Vor dem Krieg arbeitete Erika Thomassen als Fotolaborantin bei „Foto Knipscher“ auf dem Ostwall in Krefeld. Ab 1947 unterstützte sie ihren Ehemann, nach dessen Rückkehr aus der Kriegsgefangenschaft, beim Aufbau einer Textildruckerei und färberei. Mit einem Volkswagen lieferte Erika Thomassen damals die fertige Ware an Kunden oder holte zu veredelnde Rohware bei ihnen ab, wenn sie nicht noch neben der Betreuung der Kinder im Betrieb mithalf.
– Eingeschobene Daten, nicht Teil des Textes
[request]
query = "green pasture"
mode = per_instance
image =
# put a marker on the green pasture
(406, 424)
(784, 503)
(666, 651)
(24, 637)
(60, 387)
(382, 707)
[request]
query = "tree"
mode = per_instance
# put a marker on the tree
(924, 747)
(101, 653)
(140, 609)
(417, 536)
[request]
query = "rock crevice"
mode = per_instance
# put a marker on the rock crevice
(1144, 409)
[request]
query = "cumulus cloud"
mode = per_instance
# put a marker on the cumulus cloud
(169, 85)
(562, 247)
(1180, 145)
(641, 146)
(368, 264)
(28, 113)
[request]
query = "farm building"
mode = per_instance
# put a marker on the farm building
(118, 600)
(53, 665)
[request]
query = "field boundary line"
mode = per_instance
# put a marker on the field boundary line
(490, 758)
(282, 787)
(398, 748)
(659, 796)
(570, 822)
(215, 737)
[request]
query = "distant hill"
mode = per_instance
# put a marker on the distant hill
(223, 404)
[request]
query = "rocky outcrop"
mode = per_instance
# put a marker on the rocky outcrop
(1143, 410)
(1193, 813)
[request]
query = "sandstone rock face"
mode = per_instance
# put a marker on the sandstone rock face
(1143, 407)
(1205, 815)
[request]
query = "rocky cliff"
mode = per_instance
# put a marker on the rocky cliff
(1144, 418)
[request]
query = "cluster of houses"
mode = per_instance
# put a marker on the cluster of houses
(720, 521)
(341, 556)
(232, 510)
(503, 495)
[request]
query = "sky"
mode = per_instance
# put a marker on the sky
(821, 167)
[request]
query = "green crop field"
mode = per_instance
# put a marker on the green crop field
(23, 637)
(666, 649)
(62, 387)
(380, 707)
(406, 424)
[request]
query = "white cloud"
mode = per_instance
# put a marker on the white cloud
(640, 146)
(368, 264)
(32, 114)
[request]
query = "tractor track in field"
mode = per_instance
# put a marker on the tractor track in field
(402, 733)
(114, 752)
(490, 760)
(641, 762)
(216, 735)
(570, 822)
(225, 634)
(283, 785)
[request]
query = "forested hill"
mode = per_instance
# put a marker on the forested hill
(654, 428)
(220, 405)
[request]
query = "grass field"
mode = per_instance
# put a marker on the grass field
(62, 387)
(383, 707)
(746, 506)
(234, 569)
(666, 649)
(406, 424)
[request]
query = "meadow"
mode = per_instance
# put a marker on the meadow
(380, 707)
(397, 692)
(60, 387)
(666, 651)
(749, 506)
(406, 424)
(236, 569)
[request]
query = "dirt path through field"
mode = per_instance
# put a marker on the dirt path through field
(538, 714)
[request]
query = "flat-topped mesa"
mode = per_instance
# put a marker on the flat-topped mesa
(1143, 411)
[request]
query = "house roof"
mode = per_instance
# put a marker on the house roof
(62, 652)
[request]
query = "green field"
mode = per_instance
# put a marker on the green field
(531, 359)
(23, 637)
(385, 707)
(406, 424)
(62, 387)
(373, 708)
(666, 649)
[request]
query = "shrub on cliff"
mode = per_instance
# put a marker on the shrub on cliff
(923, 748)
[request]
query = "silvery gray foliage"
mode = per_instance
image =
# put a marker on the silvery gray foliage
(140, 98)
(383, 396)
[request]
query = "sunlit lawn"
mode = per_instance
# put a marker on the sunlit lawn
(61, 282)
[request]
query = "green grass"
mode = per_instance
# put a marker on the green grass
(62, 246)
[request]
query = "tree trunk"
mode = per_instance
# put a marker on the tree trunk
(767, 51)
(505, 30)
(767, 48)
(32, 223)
Aufgrund ihrer sportlichen Fahrweise, nannte man sie schon bald die „rasende Erika“ – gab es doch im Jahr 1948/1949 weder eine innerörtliche Geschwindigkeitsbegrenzung noch elektrische Ampeln. „Immerhin stand an der Ecke Ostwall/Rheinstraße Jupp Dillmann Senior, der Vater des Gründers der „Rhenania-Allee“, in einem erhöht stehenden Häuschen inmitten der Kreuzung und regelte durch Handzeichen den noch spärlichen Verkehr“, erinnert sich die Jubilarin.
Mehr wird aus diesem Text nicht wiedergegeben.